The Cases in Which The Obligation to Treat Equally is Not Absolute Are as Follows:

  • The employer is not obliged to treat equally in determining employees’ wages. Therefore, different wages may be paid to employees for specialization, age, seniority, education, talent, and performance. For instance, if the employer does not pay the same wages to an unskilled employee and an electrical engineer, it would not breach the equal treatment obligation.

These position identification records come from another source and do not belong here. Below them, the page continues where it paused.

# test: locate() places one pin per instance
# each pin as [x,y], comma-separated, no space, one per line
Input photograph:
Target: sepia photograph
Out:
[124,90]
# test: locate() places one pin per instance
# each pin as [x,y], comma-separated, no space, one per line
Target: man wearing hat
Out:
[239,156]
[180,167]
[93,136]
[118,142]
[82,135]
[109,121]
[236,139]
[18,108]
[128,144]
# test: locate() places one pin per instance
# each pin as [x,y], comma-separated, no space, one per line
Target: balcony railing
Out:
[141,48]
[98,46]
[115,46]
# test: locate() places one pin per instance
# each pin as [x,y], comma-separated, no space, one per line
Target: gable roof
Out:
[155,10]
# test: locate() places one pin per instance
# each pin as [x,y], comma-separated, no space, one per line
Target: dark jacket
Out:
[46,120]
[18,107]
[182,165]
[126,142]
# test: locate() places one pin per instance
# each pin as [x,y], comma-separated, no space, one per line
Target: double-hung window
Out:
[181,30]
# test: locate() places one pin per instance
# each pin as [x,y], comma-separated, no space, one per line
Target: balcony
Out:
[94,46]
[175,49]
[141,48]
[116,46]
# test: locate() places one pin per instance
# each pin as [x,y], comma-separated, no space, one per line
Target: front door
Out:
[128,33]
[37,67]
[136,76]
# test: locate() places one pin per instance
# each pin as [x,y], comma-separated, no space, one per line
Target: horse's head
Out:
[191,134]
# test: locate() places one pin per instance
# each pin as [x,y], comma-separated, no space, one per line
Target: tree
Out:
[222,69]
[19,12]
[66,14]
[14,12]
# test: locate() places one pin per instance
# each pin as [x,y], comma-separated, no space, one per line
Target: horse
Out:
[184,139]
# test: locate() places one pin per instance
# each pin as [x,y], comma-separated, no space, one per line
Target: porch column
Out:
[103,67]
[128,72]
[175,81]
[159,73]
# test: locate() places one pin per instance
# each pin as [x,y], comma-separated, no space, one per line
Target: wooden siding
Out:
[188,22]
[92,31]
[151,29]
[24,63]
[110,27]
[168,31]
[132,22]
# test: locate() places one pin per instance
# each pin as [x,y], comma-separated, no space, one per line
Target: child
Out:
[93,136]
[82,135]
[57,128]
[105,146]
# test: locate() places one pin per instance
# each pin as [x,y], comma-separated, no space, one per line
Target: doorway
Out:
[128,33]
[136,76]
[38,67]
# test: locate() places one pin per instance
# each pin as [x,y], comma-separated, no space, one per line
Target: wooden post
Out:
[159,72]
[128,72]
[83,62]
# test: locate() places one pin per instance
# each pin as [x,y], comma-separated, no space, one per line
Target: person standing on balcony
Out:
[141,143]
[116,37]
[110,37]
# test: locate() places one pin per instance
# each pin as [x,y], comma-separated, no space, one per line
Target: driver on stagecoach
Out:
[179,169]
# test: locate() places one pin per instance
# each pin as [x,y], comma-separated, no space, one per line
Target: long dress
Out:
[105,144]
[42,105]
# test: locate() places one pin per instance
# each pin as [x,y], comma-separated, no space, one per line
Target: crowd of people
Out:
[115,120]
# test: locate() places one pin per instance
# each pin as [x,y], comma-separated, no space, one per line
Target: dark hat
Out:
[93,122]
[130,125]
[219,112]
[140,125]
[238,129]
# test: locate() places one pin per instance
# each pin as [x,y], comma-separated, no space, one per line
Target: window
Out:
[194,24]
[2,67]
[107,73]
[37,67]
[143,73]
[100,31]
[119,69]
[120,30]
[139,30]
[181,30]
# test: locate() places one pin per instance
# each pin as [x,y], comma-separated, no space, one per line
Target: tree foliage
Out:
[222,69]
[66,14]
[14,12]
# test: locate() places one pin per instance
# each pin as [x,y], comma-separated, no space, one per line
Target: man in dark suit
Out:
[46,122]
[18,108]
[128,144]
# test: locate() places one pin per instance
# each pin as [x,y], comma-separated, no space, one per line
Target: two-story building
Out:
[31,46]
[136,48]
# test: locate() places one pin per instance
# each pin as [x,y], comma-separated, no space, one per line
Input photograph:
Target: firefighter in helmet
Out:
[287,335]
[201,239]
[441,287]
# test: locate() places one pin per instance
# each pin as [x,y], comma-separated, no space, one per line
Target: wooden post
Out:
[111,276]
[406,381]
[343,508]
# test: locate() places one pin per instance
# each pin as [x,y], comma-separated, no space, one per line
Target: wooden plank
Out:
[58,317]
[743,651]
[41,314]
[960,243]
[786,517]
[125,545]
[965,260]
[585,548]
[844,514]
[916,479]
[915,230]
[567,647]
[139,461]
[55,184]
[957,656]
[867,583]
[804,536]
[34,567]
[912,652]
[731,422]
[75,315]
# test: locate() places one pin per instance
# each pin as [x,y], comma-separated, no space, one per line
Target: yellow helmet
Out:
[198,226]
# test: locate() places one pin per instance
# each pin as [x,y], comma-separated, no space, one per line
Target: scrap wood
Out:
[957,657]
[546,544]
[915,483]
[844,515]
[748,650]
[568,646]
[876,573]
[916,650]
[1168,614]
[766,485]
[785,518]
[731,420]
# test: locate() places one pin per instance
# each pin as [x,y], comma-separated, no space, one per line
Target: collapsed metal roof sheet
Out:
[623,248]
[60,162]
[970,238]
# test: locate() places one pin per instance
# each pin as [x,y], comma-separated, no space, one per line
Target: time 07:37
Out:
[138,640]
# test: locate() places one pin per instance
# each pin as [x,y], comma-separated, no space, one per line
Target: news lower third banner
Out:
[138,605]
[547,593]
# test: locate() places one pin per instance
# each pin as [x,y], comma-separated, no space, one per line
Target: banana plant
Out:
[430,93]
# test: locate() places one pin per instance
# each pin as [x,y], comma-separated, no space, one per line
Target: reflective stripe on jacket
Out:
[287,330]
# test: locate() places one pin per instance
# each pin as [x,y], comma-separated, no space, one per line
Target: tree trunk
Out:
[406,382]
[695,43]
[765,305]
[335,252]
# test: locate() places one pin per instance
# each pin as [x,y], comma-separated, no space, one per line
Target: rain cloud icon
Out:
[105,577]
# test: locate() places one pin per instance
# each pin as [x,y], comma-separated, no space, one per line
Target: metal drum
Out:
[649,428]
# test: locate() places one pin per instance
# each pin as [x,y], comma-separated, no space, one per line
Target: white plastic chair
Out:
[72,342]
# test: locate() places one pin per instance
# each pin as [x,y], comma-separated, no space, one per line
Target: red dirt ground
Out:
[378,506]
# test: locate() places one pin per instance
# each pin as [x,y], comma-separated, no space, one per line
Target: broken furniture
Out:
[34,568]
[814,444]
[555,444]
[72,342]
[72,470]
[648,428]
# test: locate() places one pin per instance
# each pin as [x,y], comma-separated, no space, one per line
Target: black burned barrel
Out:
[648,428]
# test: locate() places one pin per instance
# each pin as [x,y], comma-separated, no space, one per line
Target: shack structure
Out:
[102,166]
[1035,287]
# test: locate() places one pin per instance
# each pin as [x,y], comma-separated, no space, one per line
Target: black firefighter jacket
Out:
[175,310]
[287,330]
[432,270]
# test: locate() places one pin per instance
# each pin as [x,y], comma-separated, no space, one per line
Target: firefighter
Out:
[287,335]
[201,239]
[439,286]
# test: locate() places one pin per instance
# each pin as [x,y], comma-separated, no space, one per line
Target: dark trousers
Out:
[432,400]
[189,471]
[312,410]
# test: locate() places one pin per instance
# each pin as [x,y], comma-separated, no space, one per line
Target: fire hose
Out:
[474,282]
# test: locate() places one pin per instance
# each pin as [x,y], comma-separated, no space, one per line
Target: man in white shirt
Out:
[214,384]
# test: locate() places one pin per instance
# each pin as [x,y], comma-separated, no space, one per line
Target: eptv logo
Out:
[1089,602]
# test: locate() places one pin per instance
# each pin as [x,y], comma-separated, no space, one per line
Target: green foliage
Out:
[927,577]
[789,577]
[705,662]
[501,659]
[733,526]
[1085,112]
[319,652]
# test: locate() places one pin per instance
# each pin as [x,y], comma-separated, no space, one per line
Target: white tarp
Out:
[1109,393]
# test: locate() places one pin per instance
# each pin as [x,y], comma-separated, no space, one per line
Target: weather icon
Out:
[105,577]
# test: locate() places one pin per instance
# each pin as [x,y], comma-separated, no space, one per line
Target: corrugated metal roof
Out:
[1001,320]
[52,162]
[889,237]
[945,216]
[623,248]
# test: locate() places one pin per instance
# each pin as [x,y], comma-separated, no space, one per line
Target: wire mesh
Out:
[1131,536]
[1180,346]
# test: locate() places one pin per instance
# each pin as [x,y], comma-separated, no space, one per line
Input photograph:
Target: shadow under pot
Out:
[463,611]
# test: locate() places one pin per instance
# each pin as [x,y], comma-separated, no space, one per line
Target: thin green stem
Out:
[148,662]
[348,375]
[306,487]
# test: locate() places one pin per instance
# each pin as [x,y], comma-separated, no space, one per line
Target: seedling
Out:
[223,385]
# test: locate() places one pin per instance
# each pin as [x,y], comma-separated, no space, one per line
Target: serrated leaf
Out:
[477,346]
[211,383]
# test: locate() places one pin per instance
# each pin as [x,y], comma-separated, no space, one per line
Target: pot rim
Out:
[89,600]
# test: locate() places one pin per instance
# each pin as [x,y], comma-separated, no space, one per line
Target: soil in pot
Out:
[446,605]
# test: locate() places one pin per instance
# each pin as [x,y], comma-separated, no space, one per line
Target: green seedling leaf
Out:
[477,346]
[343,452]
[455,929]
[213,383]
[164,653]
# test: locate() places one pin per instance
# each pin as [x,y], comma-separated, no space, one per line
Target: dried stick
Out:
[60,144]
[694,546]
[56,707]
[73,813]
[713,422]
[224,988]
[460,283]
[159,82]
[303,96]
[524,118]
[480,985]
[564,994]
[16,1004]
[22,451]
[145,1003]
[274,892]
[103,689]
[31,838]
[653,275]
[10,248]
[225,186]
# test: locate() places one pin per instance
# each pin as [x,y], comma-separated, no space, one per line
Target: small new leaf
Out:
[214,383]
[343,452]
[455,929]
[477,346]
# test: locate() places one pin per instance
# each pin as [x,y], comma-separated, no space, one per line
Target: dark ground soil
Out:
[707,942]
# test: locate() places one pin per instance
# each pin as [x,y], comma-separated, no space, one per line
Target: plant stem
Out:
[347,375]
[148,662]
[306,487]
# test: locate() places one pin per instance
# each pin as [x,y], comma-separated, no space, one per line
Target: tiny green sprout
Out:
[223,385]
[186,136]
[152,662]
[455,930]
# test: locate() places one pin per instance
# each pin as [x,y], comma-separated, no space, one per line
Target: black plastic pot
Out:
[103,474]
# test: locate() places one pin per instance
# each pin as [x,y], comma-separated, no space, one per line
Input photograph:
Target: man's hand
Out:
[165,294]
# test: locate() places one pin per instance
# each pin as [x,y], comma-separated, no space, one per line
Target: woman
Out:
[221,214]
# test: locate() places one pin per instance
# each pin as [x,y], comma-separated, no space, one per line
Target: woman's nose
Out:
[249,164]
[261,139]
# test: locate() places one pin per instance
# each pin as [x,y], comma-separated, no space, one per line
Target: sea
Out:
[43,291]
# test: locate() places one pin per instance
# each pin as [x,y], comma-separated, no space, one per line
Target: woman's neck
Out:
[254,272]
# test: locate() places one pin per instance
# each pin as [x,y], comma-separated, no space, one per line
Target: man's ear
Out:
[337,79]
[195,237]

  • Also, the employer is not obliged to treat equally in the termination of the employment contracts. The fact that an employer has dismissed an employee does not necessitate the dismissal of other employees who are also hired or in the same position. Since the employment contract is a contract that establishes a personal relationship between the parties, the personal situation and the characteristics of the employee are also taken as a basis at the termination of the contract. The employer cannot discriminate against employees who are members of a union and not employees of different unions in terms of termination of the employment contract. Where it has been determined that the contract of employment has been terminated for trade union activities, union compensation shall be ordered by the court.